The album is the work of four musicians – the aforementioned Bixler-Zavala, Christian Eric Beaulieu of Triclops!, Rachel Fannan of Sleepy Sun, and Mike Watt, who should need no introduction. It’s rooted in Beaulieu’s interest in Eastern music – his acoustic guitar, tuned in such a way as to echo the scales used in raga, forms the basis to all of the songs. He strums away at every available opportunity; open strings ringing out like a demented sitar. Thankfully, rather than being an all out hippy jam and sounding like the kind of thing you’d find in your dad’s record collection, Anywhere is very much informed by the group’s background in punk rock. The tempo and structure of the songs are as much in line with the fury of a Drive Like Jehu song as it is musically akin to something by Vashti Bunyan. Particular attention should be paid to the rhythm section of Watt and Bixler-Zavala.
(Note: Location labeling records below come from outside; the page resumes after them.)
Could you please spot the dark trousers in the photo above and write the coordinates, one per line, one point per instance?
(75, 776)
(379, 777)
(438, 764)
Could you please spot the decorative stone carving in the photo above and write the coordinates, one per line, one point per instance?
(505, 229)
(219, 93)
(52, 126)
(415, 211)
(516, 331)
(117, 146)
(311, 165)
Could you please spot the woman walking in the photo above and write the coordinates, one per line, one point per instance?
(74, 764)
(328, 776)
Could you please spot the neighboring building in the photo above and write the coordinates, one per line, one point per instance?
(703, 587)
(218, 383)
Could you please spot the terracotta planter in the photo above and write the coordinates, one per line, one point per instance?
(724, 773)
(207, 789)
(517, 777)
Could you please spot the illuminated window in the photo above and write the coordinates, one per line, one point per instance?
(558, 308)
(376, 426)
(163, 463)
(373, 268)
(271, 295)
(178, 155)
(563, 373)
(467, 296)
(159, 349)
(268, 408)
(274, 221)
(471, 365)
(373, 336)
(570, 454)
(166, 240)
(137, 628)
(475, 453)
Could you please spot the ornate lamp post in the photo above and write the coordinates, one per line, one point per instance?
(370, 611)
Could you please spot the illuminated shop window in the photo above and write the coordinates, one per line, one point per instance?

Watt’s bass darts and weaves around the other instruments, driving the songs forward when required or pulling back when it gets a bit introspective. Bixler-Zavala pummels his drums into submission, sounding as far removed from raga as it’s possible to. Anywhere could quite easily be described as Eastern punk, but don’t let that put you off.
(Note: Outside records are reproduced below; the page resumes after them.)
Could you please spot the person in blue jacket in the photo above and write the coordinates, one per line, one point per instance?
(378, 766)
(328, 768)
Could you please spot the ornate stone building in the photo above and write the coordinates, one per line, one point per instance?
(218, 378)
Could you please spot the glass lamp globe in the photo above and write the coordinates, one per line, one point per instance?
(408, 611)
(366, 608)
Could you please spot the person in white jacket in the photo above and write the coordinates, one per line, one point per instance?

If it’s a cliché for musicians to start exploring Eastern music, then it’s definitely a cliché for a review to describe a record as cinematic. That said, Anywhere could easily form the soundtrack to a spaghetti western. Opening on a wide shot of a desert, ‘Rosa Rugosa’ fades in with ethereal vocals and lots of ambient noises before suddenly breaking off into a furious spidery guitar riff, echoing the action on screen. More guitars come in, to accompany more action. There are close ups of different sets of eyes and more wide shots of the desert. The main character is tested in someway and loses. The beginning of the second act is ushered in with ‘Dead Golden West’, a slow number with lots of chanting of mantras; long shots of someone riding a horse, alone. Watt takes a bass solo. ‘Anywhere’, the most straightforward song on the album (it has a chorus), featuring a soulful Bixler-Zalavas crooning ”I’m falling/won’t somebody catch me/I’m not anywhere”. On screen there’s some soul searching, all that kind of stuff that happens before the final showdown. The melodica on ‘Infared Moses’ builds the tension; suddenly it breaks for a drum solo. It builds again, reaching a triumphant climax as everyone on screen gets shot. Credits roll. Fade to black.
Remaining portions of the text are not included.